From Sunday until Tuesday, a total of 935 migrants who tried to cross the Mediterranean Sea towards Europe from Libya were intercepted by the coast guard and returned to the north African country, according to the International Organization for Migration (IOM).
“Nearly 1,000 migrants have been intercepted and returned to #Libya in the past three days,” Safa Msehli, spokesperson for the UN agency, said on Twitter.
Migrants intercepted and returned to Libya are usually held in detention centres, where, human rights organisations, say the detainees live in appalling conditions and where they suffer abuses.
“Hundreds of mothers, fathers, sons and daughters were brought back into a cycle of exploitation and abuse that they were trying to flee,” Ms Msehli said.
IOM, once again, denounced the longstanding practice of interception and return in light of the documented exploitation that awaits returnees in Libyan custody.
“We reiterate that the system of arbitrary detention must be abolished,” she added.
According to IOM and UNHCR , almost 3,200 migrants are being held in eleven detention centres in Libya.
Since January, according to IOM data, around 10,000 people who tried to flee Libya have been intercepted and returned there by Libyan forces. Among them were 692 women and 556 minors. In comparison, 9,225 people were intercepted and returned in 2019.
Libya’s coast guard, trained and equipped by the EU, is in charge of the interception and returns. The controversial force, which principally aims to prevent migrants from reaching European soil, is reported to employ former militia members and has a record of abuses including torture.
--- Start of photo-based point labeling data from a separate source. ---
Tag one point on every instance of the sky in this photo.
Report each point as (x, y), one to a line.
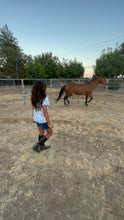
(70, 29)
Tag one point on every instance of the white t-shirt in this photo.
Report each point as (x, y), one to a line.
(38, 115)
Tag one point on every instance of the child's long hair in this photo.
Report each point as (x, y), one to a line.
(38, 93)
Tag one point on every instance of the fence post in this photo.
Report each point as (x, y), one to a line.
(51, 90)
(23, 90)
(78, 96)
(106, 91)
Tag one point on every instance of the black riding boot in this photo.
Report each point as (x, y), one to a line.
(42, 140)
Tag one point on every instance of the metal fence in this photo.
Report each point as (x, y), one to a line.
(20, 89)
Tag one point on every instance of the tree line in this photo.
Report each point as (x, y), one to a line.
(15, 64)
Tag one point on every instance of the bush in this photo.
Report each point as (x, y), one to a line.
(114, 85)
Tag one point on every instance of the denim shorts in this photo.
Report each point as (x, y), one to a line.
(43, 125)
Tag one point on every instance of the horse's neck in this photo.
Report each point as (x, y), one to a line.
(94, 83)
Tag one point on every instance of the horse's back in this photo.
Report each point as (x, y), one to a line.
(75, 88)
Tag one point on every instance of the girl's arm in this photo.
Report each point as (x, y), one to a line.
(47, 116)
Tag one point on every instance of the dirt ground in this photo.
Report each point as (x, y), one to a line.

Recorded deaths on the central Mediterranean route, meanwhile, show a reverse trend: While close to 1,000 migrants perished last year, 573 have succumbed to the same fate so far this year. IOM warns that the real number of fatalities may be much higher.
Libya has been in chaos since the violent overthrow of Muammar Gaddafi by NATO-supported rebels in 2011. For years, human traffickers have taken advantage of the volatile situation, thus turning the country into a key corridor for migrants fleeing war and poverty in a desperate bid to reach Europe.